C’est ce qui m’a d’ailleurs engagée à organiser en mai dernier, avec une série d’associations, les « Universités de l’antiracisme ». Il en est ressorti la nécessité d’outiller davantage les travailleurs de terrain sur le plan juridique et sociopolitique, comme sur celui de la gestion de conflits « culturels », mais aussi de développer des cadres de réflexion collective, car beaucoup de participants ont exprimé leur isolement. C’est un peu comme s’il y avait une mauvaise et une bonne nouvelle. La mauvaise nouvelle, c’est que le racisme est désormais omniprésent dans la société, et que nous n’en aurons pas fini avec lui avant longtemps. La bonne nouvelle, c’est qu’on n’est pas dans le déni ; on est conscient du problème, non seulement individuellement mais collectivement.

Ma conviction, c’est que les outils juridiques, institutionnels et autres de l’antiracisme, seuls, ne suffiront pas. Nous avons besoin d’une réflexion sur le cadre socio-politique qui génère ce racisme. On ne peut isoler la question du racisme (comme, du reste, celle du sexisme) de celle de la dégradation de la cohésion sociale et de l’augmentation des inégalités, désormais bien documentées par les travaux de l’économiste Thomas Piketty. Nous assistons très certainement à une inversion de dynamique socio-historique depuis 1945. Alors que grâce au Pacte social et à l’État social, l’insécurité sociale (chômage, pauvreté, etc.) avait diminué, le néolibéralisme crée lui-même cette insécurité, entretenant ainsi une demande infinie de sécurité et d’identité.

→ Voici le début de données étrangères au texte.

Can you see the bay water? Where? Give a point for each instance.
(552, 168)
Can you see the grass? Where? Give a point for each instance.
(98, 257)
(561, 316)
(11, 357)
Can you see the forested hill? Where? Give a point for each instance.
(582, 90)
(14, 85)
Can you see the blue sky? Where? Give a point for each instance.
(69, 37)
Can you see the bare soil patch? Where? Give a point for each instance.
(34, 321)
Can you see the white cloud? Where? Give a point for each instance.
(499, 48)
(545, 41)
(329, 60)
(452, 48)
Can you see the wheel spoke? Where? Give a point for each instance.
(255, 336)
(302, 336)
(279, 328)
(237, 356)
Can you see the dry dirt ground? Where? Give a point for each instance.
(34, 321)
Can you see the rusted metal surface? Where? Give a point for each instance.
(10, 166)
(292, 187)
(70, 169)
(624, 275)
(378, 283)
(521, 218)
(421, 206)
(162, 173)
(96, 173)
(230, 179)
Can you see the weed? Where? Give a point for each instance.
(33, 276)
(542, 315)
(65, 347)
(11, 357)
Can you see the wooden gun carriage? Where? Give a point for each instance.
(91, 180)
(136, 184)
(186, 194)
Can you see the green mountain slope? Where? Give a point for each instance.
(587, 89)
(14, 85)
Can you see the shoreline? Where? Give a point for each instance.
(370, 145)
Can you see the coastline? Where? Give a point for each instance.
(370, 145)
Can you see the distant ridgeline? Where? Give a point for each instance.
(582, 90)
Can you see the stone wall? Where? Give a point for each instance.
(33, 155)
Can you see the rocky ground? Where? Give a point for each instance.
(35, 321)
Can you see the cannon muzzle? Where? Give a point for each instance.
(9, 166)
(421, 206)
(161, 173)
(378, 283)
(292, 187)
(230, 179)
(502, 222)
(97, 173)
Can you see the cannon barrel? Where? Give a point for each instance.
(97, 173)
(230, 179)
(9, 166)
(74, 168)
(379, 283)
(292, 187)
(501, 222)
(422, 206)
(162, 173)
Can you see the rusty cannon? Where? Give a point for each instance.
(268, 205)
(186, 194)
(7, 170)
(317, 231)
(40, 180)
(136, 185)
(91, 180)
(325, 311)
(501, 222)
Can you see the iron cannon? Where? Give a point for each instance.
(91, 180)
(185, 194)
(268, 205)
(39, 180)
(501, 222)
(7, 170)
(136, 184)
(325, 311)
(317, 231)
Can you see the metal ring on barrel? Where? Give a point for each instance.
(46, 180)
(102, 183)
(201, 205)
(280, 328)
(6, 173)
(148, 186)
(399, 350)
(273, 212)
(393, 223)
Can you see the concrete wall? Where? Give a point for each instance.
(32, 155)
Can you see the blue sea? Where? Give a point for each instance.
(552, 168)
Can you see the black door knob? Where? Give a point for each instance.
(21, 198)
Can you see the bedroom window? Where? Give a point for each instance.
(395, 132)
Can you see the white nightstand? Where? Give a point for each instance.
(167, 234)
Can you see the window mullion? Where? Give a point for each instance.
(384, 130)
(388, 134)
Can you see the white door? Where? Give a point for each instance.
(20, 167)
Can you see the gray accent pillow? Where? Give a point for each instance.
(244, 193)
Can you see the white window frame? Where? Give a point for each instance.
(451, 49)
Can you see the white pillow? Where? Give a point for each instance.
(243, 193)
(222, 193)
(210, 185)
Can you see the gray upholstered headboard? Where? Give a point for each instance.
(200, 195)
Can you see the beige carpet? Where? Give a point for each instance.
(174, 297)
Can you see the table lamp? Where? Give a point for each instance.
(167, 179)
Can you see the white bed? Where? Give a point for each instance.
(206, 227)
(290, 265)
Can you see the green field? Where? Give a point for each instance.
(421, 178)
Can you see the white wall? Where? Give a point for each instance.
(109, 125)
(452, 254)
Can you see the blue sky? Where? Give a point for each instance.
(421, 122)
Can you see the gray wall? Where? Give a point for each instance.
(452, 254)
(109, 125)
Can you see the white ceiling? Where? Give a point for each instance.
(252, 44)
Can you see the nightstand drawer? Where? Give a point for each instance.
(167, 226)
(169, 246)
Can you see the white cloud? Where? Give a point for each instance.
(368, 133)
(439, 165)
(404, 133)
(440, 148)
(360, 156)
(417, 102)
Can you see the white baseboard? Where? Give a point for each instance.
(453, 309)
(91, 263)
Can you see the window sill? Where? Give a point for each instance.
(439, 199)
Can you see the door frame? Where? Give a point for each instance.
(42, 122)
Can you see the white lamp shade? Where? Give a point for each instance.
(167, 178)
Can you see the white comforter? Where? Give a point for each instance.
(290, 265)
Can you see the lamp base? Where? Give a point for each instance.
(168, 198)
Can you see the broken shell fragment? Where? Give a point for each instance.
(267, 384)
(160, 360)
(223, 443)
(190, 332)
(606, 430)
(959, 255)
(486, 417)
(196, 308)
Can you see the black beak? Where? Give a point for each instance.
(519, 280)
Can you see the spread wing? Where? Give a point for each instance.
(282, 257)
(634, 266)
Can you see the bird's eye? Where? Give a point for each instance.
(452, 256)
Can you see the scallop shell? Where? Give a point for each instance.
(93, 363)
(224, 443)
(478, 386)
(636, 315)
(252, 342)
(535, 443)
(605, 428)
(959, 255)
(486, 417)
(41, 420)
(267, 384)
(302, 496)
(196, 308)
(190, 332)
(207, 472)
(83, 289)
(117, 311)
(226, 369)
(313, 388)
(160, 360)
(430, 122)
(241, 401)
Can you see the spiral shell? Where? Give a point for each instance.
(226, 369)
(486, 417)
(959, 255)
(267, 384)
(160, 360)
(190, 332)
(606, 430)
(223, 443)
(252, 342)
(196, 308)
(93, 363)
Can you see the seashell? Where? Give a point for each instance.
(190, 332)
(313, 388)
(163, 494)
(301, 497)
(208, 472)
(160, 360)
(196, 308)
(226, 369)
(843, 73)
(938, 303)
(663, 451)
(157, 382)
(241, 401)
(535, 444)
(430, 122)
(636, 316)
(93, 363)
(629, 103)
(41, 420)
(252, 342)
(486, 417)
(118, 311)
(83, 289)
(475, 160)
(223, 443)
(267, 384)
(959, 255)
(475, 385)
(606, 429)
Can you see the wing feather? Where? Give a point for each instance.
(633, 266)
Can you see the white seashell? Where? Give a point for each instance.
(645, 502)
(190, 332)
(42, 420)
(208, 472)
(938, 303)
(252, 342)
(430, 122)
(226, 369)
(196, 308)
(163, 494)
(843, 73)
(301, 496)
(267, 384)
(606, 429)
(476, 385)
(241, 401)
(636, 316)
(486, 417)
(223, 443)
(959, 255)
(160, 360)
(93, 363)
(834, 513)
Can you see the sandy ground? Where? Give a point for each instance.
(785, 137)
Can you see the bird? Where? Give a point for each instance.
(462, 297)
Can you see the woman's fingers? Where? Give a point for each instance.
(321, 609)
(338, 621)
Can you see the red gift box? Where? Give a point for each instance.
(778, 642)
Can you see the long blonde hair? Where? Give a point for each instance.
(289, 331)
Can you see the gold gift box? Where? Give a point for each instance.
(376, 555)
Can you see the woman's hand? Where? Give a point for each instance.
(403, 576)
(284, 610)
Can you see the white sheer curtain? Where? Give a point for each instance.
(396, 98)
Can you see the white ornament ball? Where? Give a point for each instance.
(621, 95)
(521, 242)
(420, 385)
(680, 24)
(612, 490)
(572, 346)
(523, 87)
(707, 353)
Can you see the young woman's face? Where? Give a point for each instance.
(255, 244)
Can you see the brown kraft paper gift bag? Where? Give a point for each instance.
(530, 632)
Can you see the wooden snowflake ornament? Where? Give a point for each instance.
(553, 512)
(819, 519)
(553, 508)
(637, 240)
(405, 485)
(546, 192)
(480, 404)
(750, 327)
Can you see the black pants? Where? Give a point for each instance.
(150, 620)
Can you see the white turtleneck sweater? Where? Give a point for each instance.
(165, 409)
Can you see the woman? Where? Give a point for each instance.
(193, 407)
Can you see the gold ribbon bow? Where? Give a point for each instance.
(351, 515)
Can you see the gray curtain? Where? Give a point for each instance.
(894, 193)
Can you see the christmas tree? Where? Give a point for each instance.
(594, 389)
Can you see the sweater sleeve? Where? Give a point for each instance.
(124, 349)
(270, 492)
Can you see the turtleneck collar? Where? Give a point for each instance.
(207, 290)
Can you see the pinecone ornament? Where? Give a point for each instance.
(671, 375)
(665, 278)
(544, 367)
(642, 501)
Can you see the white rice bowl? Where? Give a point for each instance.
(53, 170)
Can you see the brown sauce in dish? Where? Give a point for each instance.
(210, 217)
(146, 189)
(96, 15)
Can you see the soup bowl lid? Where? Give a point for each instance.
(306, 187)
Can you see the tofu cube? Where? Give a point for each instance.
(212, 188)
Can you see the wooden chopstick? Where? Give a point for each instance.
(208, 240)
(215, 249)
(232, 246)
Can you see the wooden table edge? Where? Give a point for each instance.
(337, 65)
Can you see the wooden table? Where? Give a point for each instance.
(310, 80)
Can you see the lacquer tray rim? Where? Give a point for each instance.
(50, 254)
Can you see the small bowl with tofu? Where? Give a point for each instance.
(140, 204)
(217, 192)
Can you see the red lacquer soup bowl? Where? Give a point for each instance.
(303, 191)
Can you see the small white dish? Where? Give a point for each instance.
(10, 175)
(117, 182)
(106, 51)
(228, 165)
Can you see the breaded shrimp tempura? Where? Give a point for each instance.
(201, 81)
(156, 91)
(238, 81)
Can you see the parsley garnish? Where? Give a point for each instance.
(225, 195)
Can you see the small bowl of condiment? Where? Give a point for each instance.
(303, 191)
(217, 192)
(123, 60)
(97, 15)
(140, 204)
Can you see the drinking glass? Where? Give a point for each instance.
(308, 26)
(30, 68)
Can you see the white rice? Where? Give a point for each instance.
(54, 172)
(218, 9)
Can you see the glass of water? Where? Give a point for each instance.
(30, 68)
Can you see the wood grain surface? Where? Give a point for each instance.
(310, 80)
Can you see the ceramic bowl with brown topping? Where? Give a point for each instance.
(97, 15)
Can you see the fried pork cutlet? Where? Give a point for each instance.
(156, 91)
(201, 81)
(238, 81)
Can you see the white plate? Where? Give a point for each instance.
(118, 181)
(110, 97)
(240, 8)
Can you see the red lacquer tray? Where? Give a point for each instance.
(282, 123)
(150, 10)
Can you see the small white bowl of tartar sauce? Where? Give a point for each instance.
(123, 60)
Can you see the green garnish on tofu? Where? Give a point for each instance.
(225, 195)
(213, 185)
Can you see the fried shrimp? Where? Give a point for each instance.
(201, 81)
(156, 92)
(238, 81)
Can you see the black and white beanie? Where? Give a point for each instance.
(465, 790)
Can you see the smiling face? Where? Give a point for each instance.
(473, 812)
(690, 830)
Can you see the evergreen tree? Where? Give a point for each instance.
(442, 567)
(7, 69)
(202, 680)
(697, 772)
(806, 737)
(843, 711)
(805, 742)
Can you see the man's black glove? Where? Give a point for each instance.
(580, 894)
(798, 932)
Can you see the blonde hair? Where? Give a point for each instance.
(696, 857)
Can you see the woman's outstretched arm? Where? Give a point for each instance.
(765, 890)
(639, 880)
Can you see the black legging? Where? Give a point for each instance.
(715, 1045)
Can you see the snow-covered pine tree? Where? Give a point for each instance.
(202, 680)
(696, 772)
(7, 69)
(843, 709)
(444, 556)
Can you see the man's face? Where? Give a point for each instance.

On dirait que plus une société, sur le plan social, parvient à assurer la cohésion en son sein, en resserrant les écarts entre les classes et les groupes, moins l’individu aura besoin, sur le plan symbolique, de référents identitaires de type nationaliste ou communautaire ; à l’inverse, moins une société forme un monde commun, car désagrégée par la concurrence et les inégalités, plus l’individu aura tendance, pour se constituer un « monde » sur le plan symbolique, à se tourner vers des identités tendanciellement exclusives. À l’évidence, l’offensive néolibérale a provoqué la bascule d’un « cycle » à l’autre, érigeant lesdites « identités » en enjeu politique disproportionné, mais incontournable. Autrement dit, comme le dit le philosophe Alain Badiou, « notre mal vient de plus loin ! ». Nous ne résoudrons pas la question du racisme avec les outils juridiques (aussi indispensables soient-ils !) et notre bonne volonté morale (aussi ferme qu’elle soit !). Nous avons besoin d’une vraie réflexion sur ce que devient notre civilisation, dans toutes ses dimensions – économique, sociale, culturelle, politique, géopolitique et environnementale.

Le constat est amer ; mais des perspectives se dessinent. Selon une belle expression d’Antonio Gramsci, nous aurons plus que jamais besoin, à l’avenir, à la fois du « pessimisme de l’intelligence » et de « l’optimisme de la volonté ».